Alexis, c’est 62 buts en 128 matchs pour Arsenal en moins de trois saisons, et c’est tellement plus que cela. C’est le bâton de dynamite qui n’en finit pas d’exploser. C’est un appétit que rien ne peut rassasier, car plus il mange, plus il veut manger, un Gargantua de l’effort et du désir. J’ai posé la question à Wenger, plusieurs fois, du temps qu’Alexis était en odeur de sainteté à l’Emirates. “Pourquoi tu ne le fais pas se reposer de temps en temps?”. “Parce qu’il ne veut pas, dit Arsène. Il veut profiter de chaque seconde de sa vie de footballeur professionnel, parce que rien d’autre n’a plus d’importance que de jouer au foot pour lui”.

Peut-être bien qu’Alexis est…chiant. Je n’aime pas les gros mots non plus, j’en entends beaucoup trop.
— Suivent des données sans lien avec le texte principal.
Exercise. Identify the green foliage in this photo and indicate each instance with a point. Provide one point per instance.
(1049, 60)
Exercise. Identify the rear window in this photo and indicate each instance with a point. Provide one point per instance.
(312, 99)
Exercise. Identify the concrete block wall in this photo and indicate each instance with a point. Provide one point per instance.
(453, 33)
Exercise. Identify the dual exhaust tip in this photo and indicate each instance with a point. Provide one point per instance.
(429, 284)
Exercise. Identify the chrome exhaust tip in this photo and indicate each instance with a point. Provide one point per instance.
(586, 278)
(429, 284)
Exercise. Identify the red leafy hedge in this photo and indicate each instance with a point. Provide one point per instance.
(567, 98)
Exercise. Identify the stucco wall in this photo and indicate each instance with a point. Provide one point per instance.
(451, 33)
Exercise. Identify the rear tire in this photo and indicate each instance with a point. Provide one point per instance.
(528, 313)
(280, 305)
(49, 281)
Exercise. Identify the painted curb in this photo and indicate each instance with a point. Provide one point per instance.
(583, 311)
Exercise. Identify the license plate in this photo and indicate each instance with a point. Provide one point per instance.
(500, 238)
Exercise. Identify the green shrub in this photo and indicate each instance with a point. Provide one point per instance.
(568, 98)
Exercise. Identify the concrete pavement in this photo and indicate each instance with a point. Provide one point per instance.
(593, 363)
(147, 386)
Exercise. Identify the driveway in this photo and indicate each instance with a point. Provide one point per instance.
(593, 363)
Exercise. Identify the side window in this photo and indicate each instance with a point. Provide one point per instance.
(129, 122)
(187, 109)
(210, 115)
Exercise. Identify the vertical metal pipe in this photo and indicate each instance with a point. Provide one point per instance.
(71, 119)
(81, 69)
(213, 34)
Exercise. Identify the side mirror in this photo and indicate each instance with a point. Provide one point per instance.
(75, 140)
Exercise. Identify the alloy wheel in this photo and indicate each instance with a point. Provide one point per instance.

Mais peut-être bien qu’il l’est aussi parce que, par son activité incessante, cette rage qui lui fait gagner des ballons de la tête contre des défenseurs qui en font deux de plus que lui, il est un rappel constant de ce que quelques autres, au lieu de se donner, font l’aumône du bout de leurs doigts un peu trop parfumés.

Il en est de même dans tout métier. Je me souviens d’un job épisodique qui me fut confié dans un restaurant, du temps que je jonglais entre la cuisine, le stade et le studio d’enregistrement pour survivre. Le ‘chef’ me plaça aux desserts, où mon rôle était de préparer et de placer des fruits frais sous une coupole de sucre filé. Je commis l’erreur, fatale à ses yeux, d’ôter la peau âcre des segments de pamplemousse avant de les éventailler sur l’assiette. “C’est quoi, ça?”, hurla-t-il. “Tu t’imagines qu’on va perdre notre temps à faire ça?”

Je rendis mon tablier le jour même.

Alexis, lui, n’est pas loin de rendre son maillot.

Je sais que la comparaison n’en est pas vraiment une, et merci de ne pas me le rappeller. Le parallèle ne me sert qu’à une chose, à donner un goût, que beaucoup d’entre vous connaissez sans doute, de ce que c’est que d’être puni ou mis à l’écart quand on a raison.

Et ce soir, qui d’entre nous doute que ce soit le rebelle présumé qui ait eu raison?